Doesn’t it ever amaze you the you have bones building the shape of your body and muscles layered onto those bound on with tendons and sinews and there is fat pillowed around those and veins laced and woven and then skin stretched and sagging over the whole damn thing and when you glance over and see that teetering miracle of unlikely fortune, all you see is a person? Someone you like or someone you want to get out of your way, really, but isn’t it just so strange that you can only see the very outside of all a person is? It amazes me. It certainly does. It is so strange that people stop being amazed by it. When there are little babies and they’re all wide-eyed at everything because the world is so brand-new beautiful, that’s what that is. They are amazed at the folded twisted wrapped-up gift of guts and grime that is a human being.

There was this little kid I used to see at the playground when I went sometimes after work. I would just sit on the swings with a cigarette. It’s okay because there usually wasn’t anybody there that late, not when it was getting so dark I couldn’t see the black of the smoke that swept into the air and sank into my skin. This kid though, she would show up like a ghost, walking down the sidewalk and appearing of a sudden like something come to haunt me. She would come and sit next to me on the swings at eight at night, just casual, sitting with a stranger like it was no big deal.

I don’t know what kind of parents this kid had, but it must have been something strange that they let her wander around and talk to strangers like that. They must’ve been holding onto her so loosely that they nearly let her drop and fall and hit the ground. It was lucky that all she met was me, because I never did a thing, I’m not like that, but there are some real creeps out there. I told her stories sometimes but it didn’t help, she just listened all solemnly to me telling her that the pervs and murderers might be just around the corner.
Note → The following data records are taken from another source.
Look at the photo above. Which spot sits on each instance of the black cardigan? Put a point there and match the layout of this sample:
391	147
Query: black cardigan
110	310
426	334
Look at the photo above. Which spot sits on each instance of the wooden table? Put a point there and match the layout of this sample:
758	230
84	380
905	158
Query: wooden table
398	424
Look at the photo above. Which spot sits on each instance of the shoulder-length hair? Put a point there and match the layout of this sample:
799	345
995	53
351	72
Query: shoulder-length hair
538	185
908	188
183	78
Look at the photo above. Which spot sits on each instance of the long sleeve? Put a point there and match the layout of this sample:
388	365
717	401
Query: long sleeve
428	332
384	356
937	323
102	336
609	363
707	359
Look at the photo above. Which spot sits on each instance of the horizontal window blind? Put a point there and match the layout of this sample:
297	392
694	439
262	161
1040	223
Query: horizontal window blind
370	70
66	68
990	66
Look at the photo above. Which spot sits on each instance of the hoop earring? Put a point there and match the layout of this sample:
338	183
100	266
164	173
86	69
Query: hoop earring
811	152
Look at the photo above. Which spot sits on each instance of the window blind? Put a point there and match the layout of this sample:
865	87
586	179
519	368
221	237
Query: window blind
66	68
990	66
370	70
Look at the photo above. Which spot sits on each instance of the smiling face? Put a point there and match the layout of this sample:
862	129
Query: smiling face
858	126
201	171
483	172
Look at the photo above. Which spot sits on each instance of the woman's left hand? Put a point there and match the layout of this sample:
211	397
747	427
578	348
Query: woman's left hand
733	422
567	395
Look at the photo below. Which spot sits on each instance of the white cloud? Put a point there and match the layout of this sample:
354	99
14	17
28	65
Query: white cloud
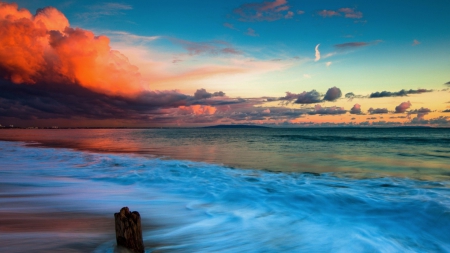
317	52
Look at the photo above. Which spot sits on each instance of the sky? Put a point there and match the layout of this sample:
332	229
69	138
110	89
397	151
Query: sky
280	63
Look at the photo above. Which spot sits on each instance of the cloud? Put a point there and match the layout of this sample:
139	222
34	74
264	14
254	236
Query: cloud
317	53
198	109
351	45
265	11
346	12
333	94
350	95
231	26
356	109
378	110
36	54
202	94
350	13
401	108
212	47
308	97
251	32
71	101
289	15
318	109
400	93
328	13
421	110
106	9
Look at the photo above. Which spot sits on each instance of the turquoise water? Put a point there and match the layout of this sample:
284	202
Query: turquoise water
238	190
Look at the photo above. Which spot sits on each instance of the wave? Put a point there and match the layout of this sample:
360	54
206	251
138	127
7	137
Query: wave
201	207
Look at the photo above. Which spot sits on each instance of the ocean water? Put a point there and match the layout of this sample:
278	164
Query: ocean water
227	190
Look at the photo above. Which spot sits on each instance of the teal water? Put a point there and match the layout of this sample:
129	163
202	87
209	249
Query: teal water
236	190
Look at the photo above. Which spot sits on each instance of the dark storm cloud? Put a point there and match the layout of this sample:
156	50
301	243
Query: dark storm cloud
398	93
45	101
333	94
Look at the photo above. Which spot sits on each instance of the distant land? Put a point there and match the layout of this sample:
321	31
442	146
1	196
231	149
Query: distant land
236	126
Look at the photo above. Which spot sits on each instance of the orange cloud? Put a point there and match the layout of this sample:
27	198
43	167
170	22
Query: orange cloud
198	109
44	48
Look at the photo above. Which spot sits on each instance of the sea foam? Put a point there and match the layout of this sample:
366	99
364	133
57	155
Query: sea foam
200	207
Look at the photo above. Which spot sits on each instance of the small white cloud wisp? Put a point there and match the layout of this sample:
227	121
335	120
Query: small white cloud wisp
317	53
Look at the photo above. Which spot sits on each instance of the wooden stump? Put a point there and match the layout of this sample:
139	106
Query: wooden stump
129	230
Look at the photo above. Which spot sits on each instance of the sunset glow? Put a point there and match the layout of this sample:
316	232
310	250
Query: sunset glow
275	63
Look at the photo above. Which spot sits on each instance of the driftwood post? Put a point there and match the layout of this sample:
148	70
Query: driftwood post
128	230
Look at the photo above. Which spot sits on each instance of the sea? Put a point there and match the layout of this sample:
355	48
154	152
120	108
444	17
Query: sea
227	189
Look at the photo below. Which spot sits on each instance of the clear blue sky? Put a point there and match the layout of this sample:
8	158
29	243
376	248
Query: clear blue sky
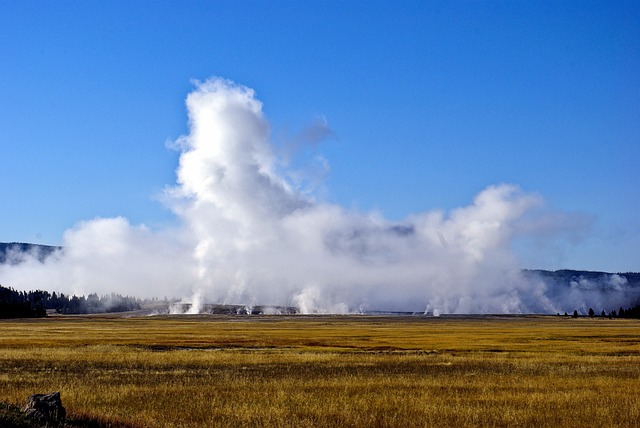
430	102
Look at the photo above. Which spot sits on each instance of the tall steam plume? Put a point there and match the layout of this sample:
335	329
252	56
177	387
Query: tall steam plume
249	236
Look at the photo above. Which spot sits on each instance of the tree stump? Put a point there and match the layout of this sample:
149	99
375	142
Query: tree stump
45	407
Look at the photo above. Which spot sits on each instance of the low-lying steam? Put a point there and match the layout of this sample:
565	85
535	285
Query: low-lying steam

She didn’t even care. I’m pretty sure there was something really screwed up with her family I guess, there had to have been.

Anyway she liked to come and sit next to me like some weird friend or something, this little girl who must have been nine years old or something like that, about half my height so that she had to hoist herself up when she wanted to sit on a swing by gripping the cold bumps of the chains and pulling until her entire little body was suspended in the air, and then she would thump into the swing.

I told her mostly other kinds of stories, I mean I didn’t just tell her the ones about the crazy people who wanted to hurt her. I didn’t want to scare her or anything. Mostly I told her about me. I don’t talk that much in general, there aren’t so many people who want to listen to me ramble. It was a nice thing to be able to tell this little kid stories of who I was and watch her face all still and calm, listening to me go on. She had some kind of gift for listening, that kid, I swear she could hold herself on that swing and be so statue-still until the only thing that moved were her eyelashes when she blinked. She just listened like nobody else ever did.

Sometimes I also asked her about her life, of course I didn’t just tell her stories about me and never want to know anything about her. She didn’t like to talk about herself though, so that’s where my best stories came from. Anyway I would ask her how her day was, how things were going, and when she wouldn’t tell me or didn’t say much I would make something up. I would tell her that the reason she was so quiet was probably because she was tired from spending the whole day climbing the very tallest mountain in the world and then climbing down again. When she was at the bottom she realized that she left her fuzzy hat at the top of the mountain and had to go all the way up again. Plus then after that she had to get on a plane and fly around the world to get back to our neighborhood so she could come sit on the playground with me and my cigarette and listen to me. She laughed at that. Sometimes I think that there is nothing in the world as delicious and strange as the laugh of a little kid like that. It just curls through a person until it nudges a smile out.

The one thing she sometimes said to me, without me asking her and bugging her to tell me things, was that she was thinking about how people were made. She would say that there was so much stuff inside a person, so much blood bottled up under skin and bones pushing their way around in there. We can only see the faintness of veins wandering the paths of our body, and there’s so much of it. From that little kid I learned to look for the depths of people. I know now to look at the tangles and woven strands of a person, even the ones I can’t see at all.

I don’t see her anymore because she stopped coming to the playground. I don’t know what happened, maybe she just got too old to hang around on the swings with a stranger. Maybe she moved away. I hope that’s what happened, anyway. I don’t know. Sometimes I still go to the playground and smoke a cigarette, hoping that I’ll blink the stinging smoke out of my eyes and turn my head and she’ll be there, appearing on the sidewalk in the dark like a ghost. I don’t think she will, though. You will probably never meet that little kid, so I’m telling you to look. Pay attention to people, because all you see is their outsides, the way they talk and move and the curl of their neck as they pull in their head because they don’t want to say what they mean. That tells you something but it doesn’t tell them enough. The next time you look at a person, try really hard to see all of it, the blood moving under the skin and the softness inside and the bones holding the whole person up because otherwise she’d fall and be nothing but a pile of pulpy muck on the ground and not a person at all.